I did note that doing an initial start/stop at app startup shortens the time for the first start after that, but they are still far too long.

So, 2 problems: the time after startRecording and when it accepts sound is much too long for my use, and 2) I cannot start the recording ahead because it blocks all audio output.

From the specs (and other comments) it seems that blocking all audio is probably a bug on my side? (I use “false” for the second argument, but it makes no difference what I put there, all sound is stopped.)

Phone is alcatel idol 3, but these children will not have high end phones/tablets anyway.

Scott_Harrison · February 16, 2018, 6:23am

Unfortunately there is no good way to handle this, it is really and an android problem. Sorry to hear you are having these issues you could try using visual options or use the native google sounds that plays.

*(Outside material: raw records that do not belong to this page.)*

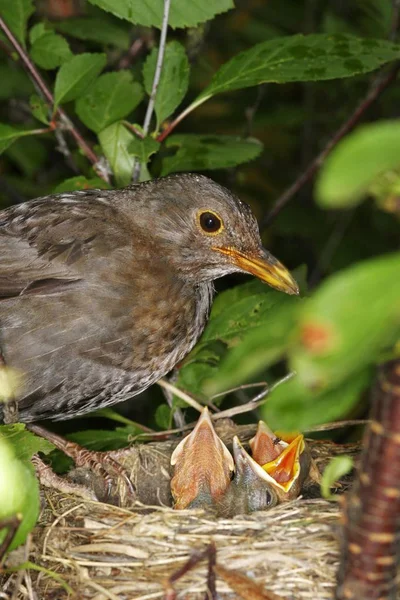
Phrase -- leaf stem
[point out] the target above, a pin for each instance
(156, 81)
(48, 96)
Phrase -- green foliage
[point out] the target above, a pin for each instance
(301, 58)
(16, 15)
(8, 135)
(115, 141)
(76, 76)
(19, 489)
(149, 12)
(357, 162)
(262, 139)
(206, 152)
(111, 98)
(49, 50)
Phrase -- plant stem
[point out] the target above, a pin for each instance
(48, 96)
(380, 83)
(156, 81)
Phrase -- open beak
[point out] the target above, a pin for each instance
(285, 469)
(264, 266)
(202, 467)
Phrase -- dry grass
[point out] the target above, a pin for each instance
(103, 552)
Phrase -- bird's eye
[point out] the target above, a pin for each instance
(210, 222)
(268, 498)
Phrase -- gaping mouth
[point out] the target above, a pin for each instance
(265, 267)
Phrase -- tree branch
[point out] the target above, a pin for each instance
(48, 96)
(379, 84)
(156, 81)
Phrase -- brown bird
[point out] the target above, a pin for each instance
(286, 460)
(202, 467)
(103, 292)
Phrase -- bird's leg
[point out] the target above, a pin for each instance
(197, 556)
(10, 408)
(11, 524)
(99, 463)
(48, 478)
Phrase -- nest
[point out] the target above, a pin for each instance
(104, 552)
(107, 553)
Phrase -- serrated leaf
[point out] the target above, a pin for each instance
(112, 97)
(205, 152)
(356, 162)
(9, 134)
(338, 467)
(315, 57)
(149, 12)
(143, 149)
(14, 82)
(104, 30)
(19, 492)
(81, 183)
(251, 309)
(76, 76)
(348, 321)
(39, 108)
(16, 14)
(50, 50)
(115, 141)
(175, 69)
(293, 406)
(25, 444)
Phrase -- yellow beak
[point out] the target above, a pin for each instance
(264, 266)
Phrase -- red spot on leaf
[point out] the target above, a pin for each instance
(316, 338)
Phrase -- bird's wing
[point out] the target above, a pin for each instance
(46, 244)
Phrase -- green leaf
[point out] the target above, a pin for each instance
(14, 82)
(293, 406)
(9, 134)
(81, 183)
(104, 30)
(349, 320)
(202, 152)
(259, 348)
(39, 108)
(247, 311)
(50, 50)
(315, 57)
(115, 141)
(175, 69)
(143, 149)
(112, 97)
(16, 14)
(337, 468)
(356, 162)
(149, 12)
(76, 76)
(24, 443)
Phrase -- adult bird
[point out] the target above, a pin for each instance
(103, 292)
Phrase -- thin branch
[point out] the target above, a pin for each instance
(379, 84)
(156, 81)
(182, 395)
(48, 96)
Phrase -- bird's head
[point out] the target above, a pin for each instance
(208, 232)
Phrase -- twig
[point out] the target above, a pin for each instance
(380, 83)
(48, 96)
(156, 81)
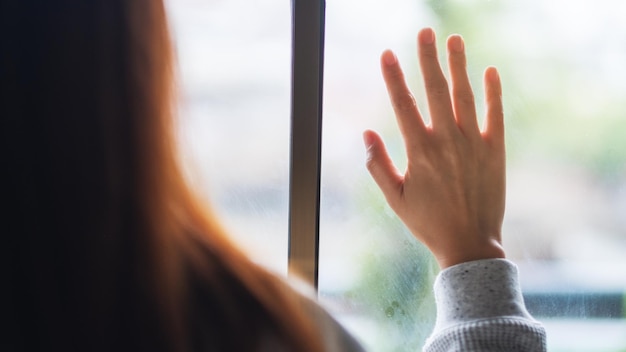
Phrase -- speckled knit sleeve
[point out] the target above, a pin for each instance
(480, 308)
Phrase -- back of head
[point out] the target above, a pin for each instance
(105, 246)
(78, 83)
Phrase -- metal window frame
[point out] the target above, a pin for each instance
(308, 26)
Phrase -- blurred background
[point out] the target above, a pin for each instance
(562, 66)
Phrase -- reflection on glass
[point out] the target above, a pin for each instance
(235, 63)
(564, 88)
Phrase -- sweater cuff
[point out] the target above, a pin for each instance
(477, 290)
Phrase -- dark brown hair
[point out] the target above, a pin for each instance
(106, 246)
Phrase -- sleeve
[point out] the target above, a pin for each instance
(480, 308)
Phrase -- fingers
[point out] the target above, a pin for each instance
(382, 169)
(462, 95)
(404, 106)
(494, 121)
(437, 91)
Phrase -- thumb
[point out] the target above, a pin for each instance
(381, 167)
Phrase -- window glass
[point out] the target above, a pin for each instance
(562, 66)
(235, 65)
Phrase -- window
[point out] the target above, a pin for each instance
(564, 88)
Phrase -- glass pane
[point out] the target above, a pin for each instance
(235, 65)
(562, 66)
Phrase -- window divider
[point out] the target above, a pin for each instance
(308, 22)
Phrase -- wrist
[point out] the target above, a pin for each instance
(467, 253)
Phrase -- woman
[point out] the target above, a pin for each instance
(106, 246)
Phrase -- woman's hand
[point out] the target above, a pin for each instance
(452, 194)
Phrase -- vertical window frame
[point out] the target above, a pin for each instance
(308, 26)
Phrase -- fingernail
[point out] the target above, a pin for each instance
(494, 76)
(457, 44)
(389, 58)
(368, 140)
(427, 36)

Scott_Harrison · February 16, 2018, 6:25am

As for why audio stops, the os stops the audio no matter what. The Param is designed to stop google sound effect from playing.

dmarques42 · February 18, 2018, 2:02am

OK, thank you for the answer. I think I have improved it a lot by abandoning texttospeech (instructions of what word to say; I just use pre-recorded batch transactions from Amazon Polly) and just playing audio. That makes it a shorter and more reliable gap. We already use visuals, but these are very young kids (3-5) who have various attention issues, so the instructions “Harry, say bubble” is critical.

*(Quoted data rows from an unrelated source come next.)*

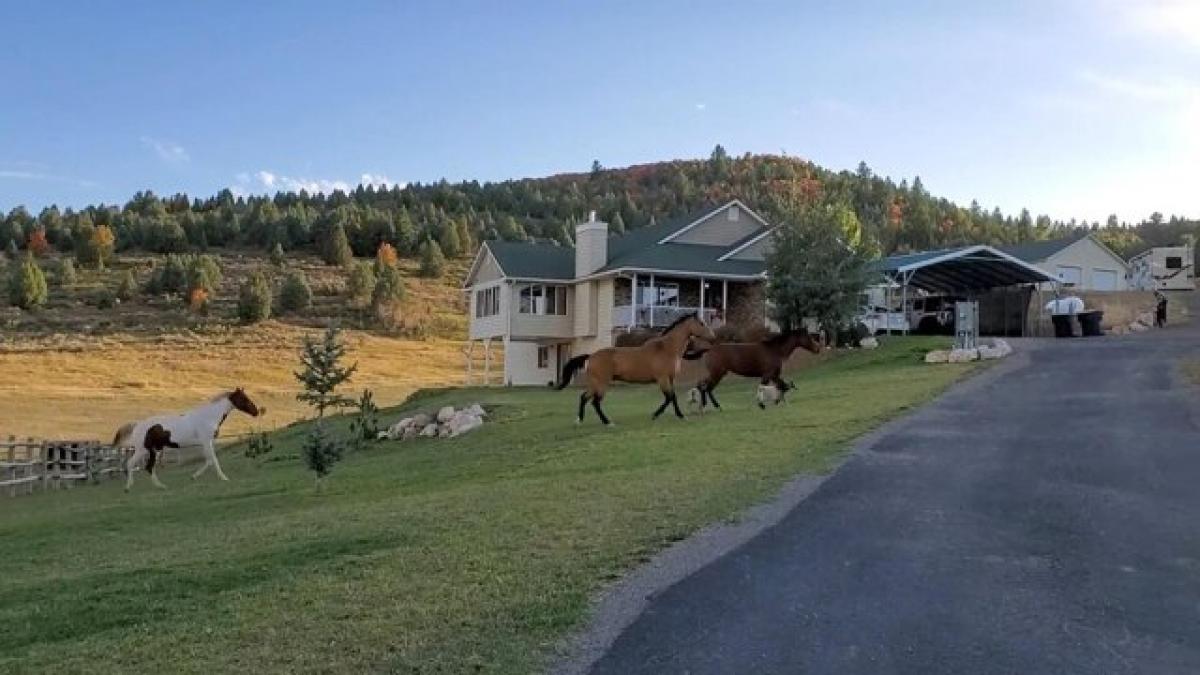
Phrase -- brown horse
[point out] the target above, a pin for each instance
(761, 359)
(655, 360)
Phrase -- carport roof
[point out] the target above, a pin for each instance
(967, 268)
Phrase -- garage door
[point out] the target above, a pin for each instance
(1104, 279)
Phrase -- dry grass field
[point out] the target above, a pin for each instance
(87, 387)
(73, 370)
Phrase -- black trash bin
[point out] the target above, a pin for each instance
(1090, 323)
(1062, 326)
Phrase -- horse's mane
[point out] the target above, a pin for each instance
(678, 321)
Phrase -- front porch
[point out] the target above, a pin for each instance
(661, 299)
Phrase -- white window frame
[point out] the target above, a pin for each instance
(487, 302)
(534, 299)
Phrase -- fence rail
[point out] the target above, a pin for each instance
(29, 463)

But now, today, voiceToText does not work at all. It was all working fine the past two days, but today, I get no error, I never get the ‘started’ e.response, and never get any recording. Did something happen to any servers or something? Is there a way for me to debug this? There is nothing at all in the log, just my own record that I did init and start (and stop), but nothing more.

Nothing is printed out, how do I figure out if it is my problem? I changed a lot of things in my code, but none of it in the routines that call voiceToText. Any suggestions?

Scott_Harrison · February 18, 2018, 2:11am

I am not sure what is happening but are you connected to internet

dmarques42 · February 18, 2018, 3:28am

Yes, lots of stuff wouldn’t work if that were a problem. But I borrowed back a different device that has the version I made yesterday and it works, so it clearly is something interacting with code I changed today (mostly replacing texToSpeech with audio.play). Do I have to worry about audio channels? But now that I know that the problem is somewhere in my app, I will track it down. But I am concerned that it stopped working after I changed other things.

Anyway, thank you for your help. Feel free to suggest anything else I should check. I will try to roll back to get it working again.

dmarques42 · February 18, 2018, 3:42am

Solved it. Somehow, microphone permissions were turned off, even though they were explicitly requested in install. If my grandson had been playing with the phone, I would have blamed him, but must have been something I did. Anyway, no problem.

My delay is much shorter and more reliable using audio.play instead of textToSpeech, might be enough to get by with it. We’ll see with user testing.

dmarques42 · February 18, 2018, 11:49pm

I have another question, about options for getting phonemes.

The children I am working with have language issues, so pronunciation a bit off sometimes (eg, ‘puh’ instead of ‘up’). I put these in my own hitlist for comparison, but I never get ‘puh’ back, obviously because it is not in any lexicon. Is there a way to get just the phonemes, and I do the word matching myself? Almost all my matching is single words with very specific context (at least so far). I tried setting the language to a phony one, but that didn’t work.

Thanks for any suggestions. This is working pretty well for me now, though can’t use it for these kids unless I can get more raw or submit my augmented lexicon.

alistair.crompton · February 19, 2018, 1:54pm

Hi,

thanks for this plugin that does a great job!

I was wondering if somehow, is there a way to disable the start and stop recording default system sounds?

Scott_Harrison · February 19, 2018, 7:43pm

Yes, on Android it is voiceToText.startRecording(nil, true)

dmarques42 · February 19, 2018, 9:44pm

>>Yes, on Android it is voiceToText.startRecording(nil, true)

When I do that, it turns off the startRecording sound, but not the stopRecording sound.

alistair.crompton · February 20, 2018, 10:02am

Thanks, perfectly works!